There remain some small-market owners who feel the extension was too lopsided. Wayne Weaver of Jacksonville, who suggested he would not endorse the deal but then voted for it, has termed it "unsustainable" for the long term and disadvantageous to owners. Certainly, there are some others in the NFL who feel that, desperate to carve out a deal that extended the labor peace the league has enjoyed in recent years, Tagliabue and the negotiators gave away too much of the pie.
Whether that is true or not, the recent CBA extension is a far cry from the five-year accord that ended the 1982 strike, an agreement in which the owners seemed to maintain the upper hand over the rank and file.
Garvey went into the strike seeking 55 percent of the NFL's gross revenues and a pay scale that would have made it more difficult for franchises to release older players. After 57 days, and a lot of players griping about getting back to work, the NFLPA accepted a one-time, $60 million payment to return to work, along with a system that upgraded minimum salaries and provided enhanced benefits for players.
Not until after the 1987 strike, and really until the Reggie White antitrust lawsuit against the league, did the players achieve many of the goals set forth in the '82 stoppage. Of course, one could justifiably argue that, with the 1982 strike, the pendulum began to swing at least a little more toward the players. It has swung so far now, with dramatically increased salaries and benefits, that it is difficult to imagine another strike.
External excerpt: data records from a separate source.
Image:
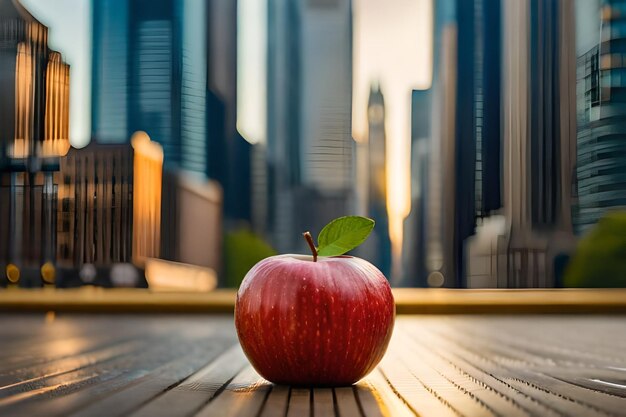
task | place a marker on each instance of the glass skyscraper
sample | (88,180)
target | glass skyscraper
(309,92)
(601,111)
(150,74)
Still, given the stipulations of the collective bargaining agreement, there is, in theory, the possibility of such action.
So, in a week that marks the 25th anniversary of a prolonged and hurtful labor action, it actually might be a good history lesson to look back and realize there was a time when the owners and the players nearly defeathered the golden goose.
Len Pasquarelli is a senior writer at ESPN.com.